Судя по словам Беллард, Стерлинг не был гомосексуалистом. То есть не был в Плейнтоне.
Но если вдуматься — он, городок этот, где никому ни до кого нет дела, просто-напросто дает людям возможность вольготно чувствовать себя такими, какие они есть, не оглядываться на мнение соседей. Короче говоря, все сваливать на Нью-Йорк — несправедливо.
Интересно, в какой тихой заводи обретается после переезда Мара? Что-то мне не верится в то, что ее голубые глазки наполняются слезами при мысли о всех тех неприятностях, которые она причинила. Это было бы слишком просто.
Оставив на время абстрактные рассуждения, я окидывал каждого встречного беглым, но внимательным взглядом, но никто не был похож на того «первого ученика», каким представал передо мной Стерлинг по рассказам Хью. Обойдя зал ресторана, я направился к туалетным комнатам. При этом я делал вид, что так увлечен пением, что не замечаю стрелок-указателей. Вот и еще один коридор. Аплодируя и улыбаясь, как и все вокруг, я решил свернуть туда — главным образом, для очистки совести. А вдруг? Подойдя поближе к скрытой за портьерой двери, я заметил под отошедшей кое-где фанерой стальной лист. Это добрый знак — какую попало дверь не станут специально укреплять. Если это не вход в офис Стерлинга, то что-то подобное. Я зашарил, ища ручку, но прежде чем успел повернуть ее, передо мной возник какой-то парень с крысиной мордочкой. Обтрепанная шелковая портьера задернулась, заглушив все звуки.
— Далеко собрался?
— Ищу туалет, — ответил я, улыбкой показывая, что не вру.
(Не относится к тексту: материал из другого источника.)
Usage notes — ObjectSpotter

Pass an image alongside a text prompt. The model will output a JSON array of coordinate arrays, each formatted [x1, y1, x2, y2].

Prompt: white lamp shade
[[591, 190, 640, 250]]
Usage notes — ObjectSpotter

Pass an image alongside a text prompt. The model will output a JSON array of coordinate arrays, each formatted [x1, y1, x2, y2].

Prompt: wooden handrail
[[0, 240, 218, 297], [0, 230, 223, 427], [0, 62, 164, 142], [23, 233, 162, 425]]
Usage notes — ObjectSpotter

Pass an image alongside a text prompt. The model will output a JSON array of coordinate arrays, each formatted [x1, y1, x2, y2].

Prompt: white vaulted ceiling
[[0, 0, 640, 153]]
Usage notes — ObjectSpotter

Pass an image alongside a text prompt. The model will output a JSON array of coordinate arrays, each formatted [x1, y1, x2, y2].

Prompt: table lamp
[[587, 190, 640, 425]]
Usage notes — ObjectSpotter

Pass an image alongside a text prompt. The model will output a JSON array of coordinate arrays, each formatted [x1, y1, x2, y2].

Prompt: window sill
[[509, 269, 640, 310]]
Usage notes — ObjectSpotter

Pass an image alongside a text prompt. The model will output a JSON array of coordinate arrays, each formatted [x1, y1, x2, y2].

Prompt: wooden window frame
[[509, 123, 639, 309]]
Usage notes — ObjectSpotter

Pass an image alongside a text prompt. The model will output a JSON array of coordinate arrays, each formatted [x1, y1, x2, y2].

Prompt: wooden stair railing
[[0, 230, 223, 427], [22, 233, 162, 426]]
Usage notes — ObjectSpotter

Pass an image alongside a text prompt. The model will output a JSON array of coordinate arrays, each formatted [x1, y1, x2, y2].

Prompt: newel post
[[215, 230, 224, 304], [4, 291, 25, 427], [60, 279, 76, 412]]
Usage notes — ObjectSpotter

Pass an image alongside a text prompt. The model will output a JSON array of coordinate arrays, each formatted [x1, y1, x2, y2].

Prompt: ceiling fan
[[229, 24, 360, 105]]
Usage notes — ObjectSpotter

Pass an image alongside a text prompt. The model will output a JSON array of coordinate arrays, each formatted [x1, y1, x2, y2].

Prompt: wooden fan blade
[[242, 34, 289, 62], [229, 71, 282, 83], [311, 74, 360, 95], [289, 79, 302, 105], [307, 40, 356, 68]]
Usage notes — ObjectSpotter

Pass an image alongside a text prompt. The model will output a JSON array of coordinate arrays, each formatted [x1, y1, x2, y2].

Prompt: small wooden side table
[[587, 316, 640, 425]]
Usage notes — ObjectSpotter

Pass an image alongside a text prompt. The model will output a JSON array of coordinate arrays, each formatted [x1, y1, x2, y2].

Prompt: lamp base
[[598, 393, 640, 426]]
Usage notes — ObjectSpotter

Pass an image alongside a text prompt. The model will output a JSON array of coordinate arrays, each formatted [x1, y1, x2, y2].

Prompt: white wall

Продолжая глядеть на меня недоверчиво, он крепко взял меня за плечо и развернул в обратную сторону:
— Вон там, красавчик.
Я обернулся, «заметил» указатель, который так тщательно старался не замечать три минуты назад, и рассыпался в благодарностях, гадая, откуда он свалился мне на голову. Он брел следом, точно больной пес, бубня мне в спину:
— Туда, туда. Только береги задницу.
Я выдавил из себя улыбку и побрел туда, куда тыкал его указательный палец. Вздохнул, поздравив себя с очередной неудачей, и вошел в мужскую уборную. Все было понятно: офис Стерлинга был, благодаря бдительным охранникам, столь же недоступен, как и сам Стерлинг. Ну и ладно. Воспользуюсь удобствами и поеду в свой офис. Там разложу перед Хьюбертом все куски и кусочки — глядишь, он добавит что-нибудь недостающее. Я стоял перед писсуаром, делая свое дело и прикидывал, направить ли мне Хью по следу Стерлинга или пусть займется Миллером, Тут позади открылась дверь.
Я не обратил на это внимания, продолжал опорожнять мочевой пузырь. Я не ждал никаких неприятностей: им просто неоткуда было взяться. Я чувствовал себя в полной безопасности. И совершенно напрасно.
Я еще успел поймать какой-то нехороший звук, но ни на что другое времени уже не оставалось: меня саданули в спину между лопаток чем-то твердым, да так, что я полетел к стене, не успев даже вскинуть руки, и со всего размаху треснулся физиономией о полированную облицовку. Кажется,
Я крутанулся на месте, пытаясь избежать нового удара и разглядеть нападавшего. Это мне не очень-то удалось: нависавший надо мной детина напомнил мне тайфун Годзилья над Токио. На заднем плане торчал тот, с крысиной мордочкой: он выпроваживал из туалета непрошеного посетителя. Я попробовал было чуть приподнять голову, но она подниматься не желала. Вообще, видно было неважно: хлынувшие от боли слезы застилали все. Итак, лежа разбитой щекой на полу, я мог сообщить о нападавшем только одно: он на совесть чистит башмаки.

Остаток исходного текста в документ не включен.